La presenza fisica a Ginevra di questa delegazione, resa possibile da deroghe straordinarie al divieto di sorvolo aereo Ue concesse da Italia e Francia su richiesta formale della Svizzera, ha un valore che va ben oltre la mera cronaca diplomatica. Senza tale deroga, si sarebbe optato per una videoconferenza, opzione meno rappresentativa per un forum multilaterale che della presenza, della parola diretta e del confronto costruttivo fa il suo fondamento.
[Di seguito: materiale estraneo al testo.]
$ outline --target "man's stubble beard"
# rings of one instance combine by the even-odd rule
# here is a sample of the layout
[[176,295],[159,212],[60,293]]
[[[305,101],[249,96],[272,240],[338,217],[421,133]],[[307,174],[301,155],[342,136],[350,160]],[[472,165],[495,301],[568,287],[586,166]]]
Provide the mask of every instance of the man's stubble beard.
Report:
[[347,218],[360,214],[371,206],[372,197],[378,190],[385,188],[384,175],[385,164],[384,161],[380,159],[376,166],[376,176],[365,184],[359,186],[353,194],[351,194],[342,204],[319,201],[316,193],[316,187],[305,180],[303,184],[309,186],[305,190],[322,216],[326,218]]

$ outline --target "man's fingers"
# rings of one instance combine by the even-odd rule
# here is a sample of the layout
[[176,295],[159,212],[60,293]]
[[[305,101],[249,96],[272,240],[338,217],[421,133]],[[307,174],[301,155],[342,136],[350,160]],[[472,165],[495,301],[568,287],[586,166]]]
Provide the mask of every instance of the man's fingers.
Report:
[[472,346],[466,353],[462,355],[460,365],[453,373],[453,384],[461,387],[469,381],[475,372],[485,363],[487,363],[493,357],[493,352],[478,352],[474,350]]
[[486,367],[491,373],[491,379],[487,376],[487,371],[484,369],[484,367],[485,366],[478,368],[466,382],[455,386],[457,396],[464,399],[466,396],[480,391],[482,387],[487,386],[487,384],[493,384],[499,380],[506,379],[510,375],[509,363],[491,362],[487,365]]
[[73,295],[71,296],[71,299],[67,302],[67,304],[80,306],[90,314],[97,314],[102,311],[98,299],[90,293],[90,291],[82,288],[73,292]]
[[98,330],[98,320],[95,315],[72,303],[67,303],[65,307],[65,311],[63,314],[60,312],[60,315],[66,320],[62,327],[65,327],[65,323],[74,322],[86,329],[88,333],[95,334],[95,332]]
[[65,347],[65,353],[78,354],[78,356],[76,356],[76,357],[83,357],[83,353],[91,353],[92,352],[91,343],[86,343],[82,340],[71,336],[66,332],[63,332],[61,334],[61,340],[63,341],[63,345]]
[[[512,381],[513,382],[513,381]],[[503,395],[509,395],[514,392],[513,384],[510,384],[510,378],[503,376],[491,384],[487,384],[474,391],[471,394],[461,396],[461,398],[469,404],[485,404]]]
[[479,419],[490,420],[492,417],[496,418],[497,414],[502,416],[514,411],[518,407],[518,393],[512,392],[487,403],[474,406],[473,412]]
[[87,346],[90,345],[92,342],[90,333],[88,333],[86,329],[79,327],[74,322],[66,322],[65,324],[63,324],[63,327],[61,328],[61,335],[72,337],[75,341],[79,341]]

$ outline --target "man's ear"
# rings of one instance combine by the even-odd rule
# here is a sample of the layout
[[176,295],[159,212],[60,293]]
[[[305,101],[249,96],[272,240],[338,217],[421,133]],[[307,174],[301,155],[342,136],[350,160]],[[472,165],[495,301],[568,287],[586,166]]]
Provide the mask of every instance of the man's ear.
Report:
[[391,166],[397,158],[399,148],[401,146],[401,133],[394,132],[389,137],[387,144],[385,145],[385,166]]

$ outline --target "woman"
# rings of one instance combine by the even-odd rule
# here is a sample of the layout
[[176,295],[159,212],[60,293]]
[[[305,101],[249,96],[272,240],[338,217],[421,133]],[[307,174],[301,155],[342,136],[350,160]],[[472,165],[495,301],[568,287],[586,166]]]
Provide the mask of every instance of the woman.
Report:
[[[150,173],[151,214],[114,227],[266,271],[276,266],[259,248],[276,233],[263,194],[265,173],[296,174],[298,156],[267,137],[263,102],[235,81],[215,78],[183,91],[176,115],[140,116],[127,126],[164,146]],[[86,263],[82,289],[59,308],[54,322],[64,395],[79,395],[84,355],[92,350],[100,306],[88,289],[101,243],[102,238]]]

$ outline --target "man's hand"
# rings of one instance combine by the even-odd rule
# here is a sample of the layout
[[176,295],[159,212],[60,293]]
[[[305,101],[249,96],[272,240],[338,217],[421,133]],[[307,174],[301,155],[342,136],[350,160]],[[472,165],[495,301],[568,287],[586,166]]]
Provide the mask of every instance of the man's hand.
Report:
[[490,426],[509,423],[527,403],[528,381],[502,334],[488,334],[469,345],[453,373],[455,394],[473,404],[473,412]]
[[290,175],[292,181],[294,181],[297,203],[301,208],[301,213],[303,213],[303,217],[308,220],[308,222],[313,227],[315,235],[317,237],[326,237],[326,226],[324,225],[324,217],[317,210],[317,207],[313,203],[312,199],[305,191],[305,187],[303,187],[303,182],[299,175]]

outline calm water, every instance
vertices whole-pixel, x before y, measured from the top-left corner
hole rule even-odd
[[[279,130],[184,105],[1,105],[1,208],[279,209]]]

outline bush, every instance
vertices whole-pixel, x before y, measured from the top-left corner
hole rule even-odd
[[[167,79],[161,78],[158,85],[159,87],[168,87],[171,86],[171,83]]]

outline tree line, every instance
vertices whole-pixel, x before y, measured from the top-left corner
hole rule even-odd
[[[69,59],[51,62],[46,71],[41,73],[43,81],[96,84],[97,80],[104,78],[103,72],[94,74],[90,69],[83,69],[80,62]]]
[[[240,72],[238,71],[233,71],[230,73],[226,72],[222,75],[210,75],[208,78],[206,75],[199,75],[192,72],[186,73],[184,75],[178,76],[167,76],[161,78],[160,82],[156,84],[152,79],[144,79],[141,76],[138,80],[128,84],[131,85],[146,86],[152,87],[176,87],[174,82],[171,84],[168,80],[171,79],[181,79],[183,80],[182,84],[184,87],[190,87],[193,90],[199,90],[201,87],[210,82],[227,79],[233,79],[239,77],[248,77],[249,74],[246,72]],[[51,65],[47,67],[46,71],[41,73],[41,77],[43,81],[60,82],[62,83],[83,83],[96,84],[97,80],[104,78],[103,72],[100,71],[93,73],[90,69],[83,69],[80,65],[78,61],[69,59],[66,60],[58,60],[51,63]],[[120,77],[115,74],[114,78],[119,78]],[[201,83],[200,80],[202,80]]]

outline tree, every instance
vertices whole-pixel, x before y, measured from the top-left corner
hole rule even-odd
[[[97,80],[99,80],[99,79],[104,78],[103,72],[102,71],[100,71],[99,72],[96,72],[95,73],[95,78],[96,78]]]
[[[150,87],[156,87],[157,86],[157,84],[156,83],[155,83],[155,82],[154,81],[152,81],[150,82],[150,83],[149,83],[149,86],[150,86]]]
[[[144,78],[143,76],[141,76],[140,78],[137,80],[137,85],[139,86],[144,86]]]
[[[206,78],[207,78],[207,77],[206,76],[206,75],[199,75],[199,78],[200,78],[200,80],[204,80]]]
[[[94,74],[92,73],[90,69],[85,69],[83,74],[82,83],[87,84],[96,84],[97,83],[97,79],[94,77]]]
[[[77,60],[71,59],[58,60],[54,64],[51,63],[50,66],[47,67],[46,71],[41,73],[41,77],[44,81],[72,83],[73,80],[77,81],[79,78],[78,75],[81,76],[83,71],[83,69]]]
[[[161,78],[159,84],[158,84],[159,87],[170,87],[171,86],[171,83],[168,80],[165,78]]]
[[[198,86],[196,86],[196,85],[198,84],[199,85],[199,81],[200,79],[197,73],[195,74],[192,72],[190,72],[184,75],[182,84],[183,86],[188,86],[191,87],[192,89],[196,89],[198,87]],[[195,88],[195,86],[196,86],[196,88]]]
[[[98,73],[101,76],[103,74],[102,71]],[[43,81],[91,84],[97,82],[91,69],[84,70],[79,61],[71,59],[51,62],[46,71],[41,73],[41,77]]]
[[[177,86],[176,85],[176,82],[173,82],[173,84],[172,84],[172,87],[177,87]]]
L’Uip rappresenta dal 1889 la principale piattaforma mondiale del dialogo parlamentare, con sede a Ginevra dal 1921 e uno statuto internazionale autonomo che garantisce ampio margine d’azione anche in tempi di crisi. E proprio in questa cornice si è consumato il “caso Matviyenko”, che sottolinea la duplice natura della neutralità elvetica: da un lato, offrire uno spazio realmente aperto al confronto tra tutte le parti, anche quelle sanzionate dall’Occidente; dall’altro, esporsi al rischio di essere percepita come ambigua o indulgente da parte di chi sostiene un netto isolamento della Russia.
Non a caso, la decisione della Confederazione di concedere permessi temporanei alla delegazione russa ha suscitato reazioni critiche tra certi partner europei e acceso il dibattito anche sui media svizzeri. Tuttavia, la Svizzera ha rivendicato la propria tradizione di “buoni uffici” e il ruolo di custode di quella fragile infrastruttura della pace che Ginevra rappresenta da oltre un secolo, dalle storiche Convenzioni sul diritto di guerra all’attuale sede di organismi internazionali e negoziati cruciali.
Dal 2022, era la prima volta che una delegazione russa di così alto profilo varcava i confini dell’Occidente per un vertice internazionale: prima d’ora, i contatti diretti si erano svolti solo fuori Europa, in contesti neutri come Doha, Istanbul o Riad. La svolta di Ginevra infrange la prassi delle restrizioni rigorose, segnando una cesura e aprendo una stagione inedita di sfide per la neutralità svizzera.
Per la Confederazione, che aveva conosciuto negli ultimi anni alcune difficoltà organizzative – le polemiche attorno agli incontri di Lugano e Bürgenstock sono ancora vive nella memoria – la gestione del caso Matviyenko rappresenta anche un recupero di autorevolezza istituzionale. Grazie a un coordinamento multilivello fra governo federale e autorità diplomatiche, anche internazionali, la Svizzera sembra aver ritrovato quell’equilibrio che le consente di muoversi con efficacia tra esigenze multilaterali, vincoli legali e coerenza politica.
Resta però aperta una sfida cruciale: conciliare trasparenza, indipendenza e rispetto dei principi internazionali con l’esigenza di non essere strumentalizzata nello scenario di confronto globale. Anche perché le sanzioni adottate dall’Ue e riprese dalla Svizzera contro individui e società russi rimangono strumenti di natura politica, non giudiziaria: non impediscono, in casi eccezionali e per interesse pubblico internazionale, la concessione di autorizzazioni temporanee volte a garantire che i canali minimi del dialogo istituzionale non siano interrotti – la vera forza della diplomazia in tempi di guerra.
Il “caso Matviyenko” a Ginevra, dunque, è molto più di un semplice, primo, episodio di protocollo. È la cartina di tornasole della fatica, delle opportunità e dei rischi che la Svizzera neutrale affronta nell’era della nuova polarizzazione globale, politica, militare ed economica. Un laboratorio in cui la pace resta possibile solo se fondata su regole chiare, trasparenza e la volontà, ostinata, di tenere aperte le porte del confronto. Anche quando il vento della storia sembra soffiare contro.